The following table summarizes the classification accuracy for both the Tiny Image + KNN method and the Bag of SIFT + KNN method with different visual vocabulary sizes.

Method	Vocabulary Size	Average Accuracy
Tiny Image + KNN	N/A	0.2236
Bag of SIFT + KNN	10	0.2624
Bag of SIFT + KNN	30	0.3354
Bag of SIFT + KNN	50	0.3550
Bag of SIFT + KNN	70	0.3568
Bag of SIFT + KNN	100	0.3578

3.2 Accuracy Details

Here are the detailed accuracy results for each category in the dataset.

Tiny Image + KNN Results

Category	Accuracy
coast	0.4154
forest	0.1053
highway	0.5375
insidecity	0.0673
mountain	0.1606
office	0.1826
opencountry	0.3581
street	0.5000
suburb	0.3546
tallbuilding	0.1719
bedroom	0.1638
industrial	0.0900
kitchen	0.0818
livingroom	0.1376
store	0.0279

Bag of SIFT + KNN Results (Different Vocabulary Sizes)
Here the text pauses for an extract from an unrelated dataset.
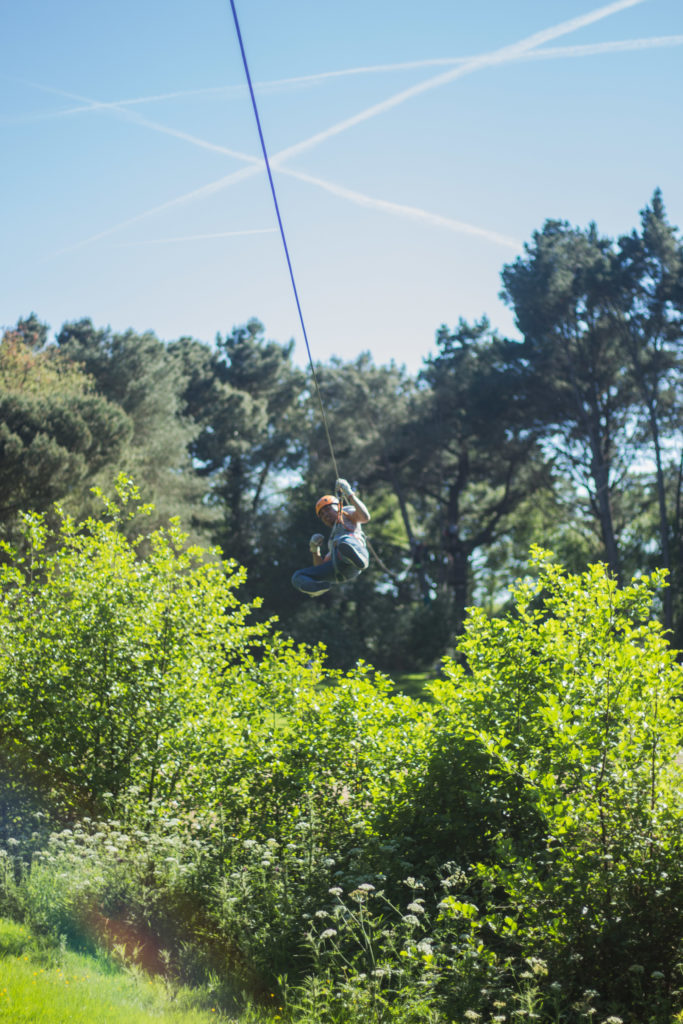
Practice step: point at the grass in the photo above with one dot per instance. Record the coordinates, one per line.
(52, 985)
Category	Vocabulary Size = 10	Vocabulary Size = 30	Vocabulary Size = 50	Vocabulary Size = 70	Vocabulary Size = 100
coast	0.3308	0.3423	0.3846	0.3769	0.3654
forest	0.7237	0.7763	0.8289	0.8377	0.8026
highway	0.1938	0.2812	0.2938	0.3125	0.3375
insidecity	0.1394	0.2452	0.2788	0.3029	0.2740
mountain	0.2080	0.3723	0.4562	0.4051	0.4307
office	0.2696	0.2174	0.3304	0.3478	0.3130
opencountry	0.1871	0.2516	0.1839	0.2290	0.1935
street	0.2812	0.3229	0.3073	0.2812	0.2448
suburb	0.5106	0.7021	0.7730	0.7376	0.8014
tallbuilding	0.1758	0.2852	0.3086	0.3242	0.3438
bedroom	0.1379	0.2241	0.1121	0.1638	0.1466
industrial	0.1090	0.1611	0.1801	0.2370	0.1848
kitchen	0.1455	0.2091	0.1636	0.1182	0.1818
livingroom	0.2487	0.2963	0.2487	0.2275	0.2487
store	0.2744	0.3442	0.4744	0.4512	0.4977

4. Conclusion

The Tiny Image + KNN method results in lower accuracy (0.2236 on average) because it relies solely on raw pixel values, which do not capture the complex features and patterns of the images effectively.
Bag of SIFT + KNN performs much better, with the accuracy improving as the vocabulary size increases. The highest accuracy was obtained with a vocabulary size of 100, yielding an average accuracy of 0.3578.
Increasing the visual vocabulary size improves the model’s ability to classify images by capturing more detailed and distinct features from the SIFT descriptors.

In conclusion, Bag of SIFT + KNN is a more effective method for image classification compared to Tiny Image + KNN, especially when a larger vocabulary is used.